Nevertheless, I would accept the designation "radical" for this enterprise because I am truly interested in returning to the roots of English studies--and because I shall be advocating a massive change of direction for those studies. Radical in one sense, many readers of these pages may find me "conservative" in another, because I am critical of much that has been going on recently in the name of "theory," and because I believe that concepts like "truth" and "reality" are necessary for the health of a discipline called "English." Others, I am sure, will see me as part of the great conspiracy to betray our way of life. But such political labels do not really matter, except to the extent that they may confuse things. What matters is the spirit in which the enterprise has been conducted. In this case, I believe, what matters is that the boy who loved language is still alive and well in the old man who has made his living by professing English and is now turning a well-disposed but critical eye on his profession. The old man still loves all the lively forms of expression and representation, verbal and visual, from epics and landscapes to cartoons and bumper stickers. What he has never learned, some would say, is "good taste." If this be true (and you will notice that he can use the subjunctive on serious occasions), then his experience must constitute the strongest evidence that an English education often fails to inculcate good taste, for some of the finest English teachers in the world have given him their best shot. (He is me, of course, or I, I suppose. O grammar! "O tempora, O mores!" as my friend Tully once remarked.)

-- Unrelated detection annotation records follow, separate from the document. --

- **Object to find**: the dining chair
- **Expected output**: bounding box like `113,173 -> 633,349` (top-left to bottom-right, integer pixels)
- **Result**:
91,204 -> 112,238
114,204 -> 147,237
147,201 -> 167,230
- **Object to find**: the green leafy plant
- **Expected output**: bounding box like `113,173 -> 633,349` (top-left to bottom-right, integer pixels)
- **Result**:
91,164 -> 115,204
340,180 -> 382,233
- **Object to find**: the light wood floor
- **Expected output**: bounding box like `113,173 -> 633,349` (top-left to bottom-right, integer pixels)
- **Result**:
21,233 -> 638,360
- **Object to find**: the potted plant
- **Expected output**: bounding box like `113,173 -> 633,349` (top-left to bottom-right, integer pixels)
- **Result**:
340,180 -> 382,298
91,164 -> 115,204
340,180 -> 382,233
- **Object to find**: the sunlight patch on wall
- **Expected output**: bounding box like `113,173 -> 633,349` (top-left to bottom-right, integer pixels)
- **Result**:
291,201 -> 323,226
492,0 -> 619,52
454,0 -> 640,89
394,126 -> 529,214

The following five Chapters are independent but interrelated essays in which I begin with a historical discussion of the rise of English in two early American colleges, then examine aspects of what I describe as a fall or process of falling, and conclude with recommendations for changes aimed at making the fall a fortunate one. In between the Chapters are "Assignments," which were my responses to particular tasks I agreed to undertake within the field of English, during the time when I was considering the larger issues discussed in this book. It is my hope that these particular Assignments will lend specificity to some of the more general concerns of the Chapters. In some of them, and in other places in this book, I have not hesitated to bring my own experiences as a student and teacher of English into the picture. Whether these experiences will serve to enhance my credibility or diminish it, I must leave to my readers. In any case, to me, it seemed necessary on some occasions to bear witness, or own up to my personal stake in the matters under discussion. Everything in this book, I want to say unequivocally, is motivated by my love of the English language and my concern for the students who must learn to use it as well as they can. May they learn to love it as I have loved it, and may it serve them as well as it has me!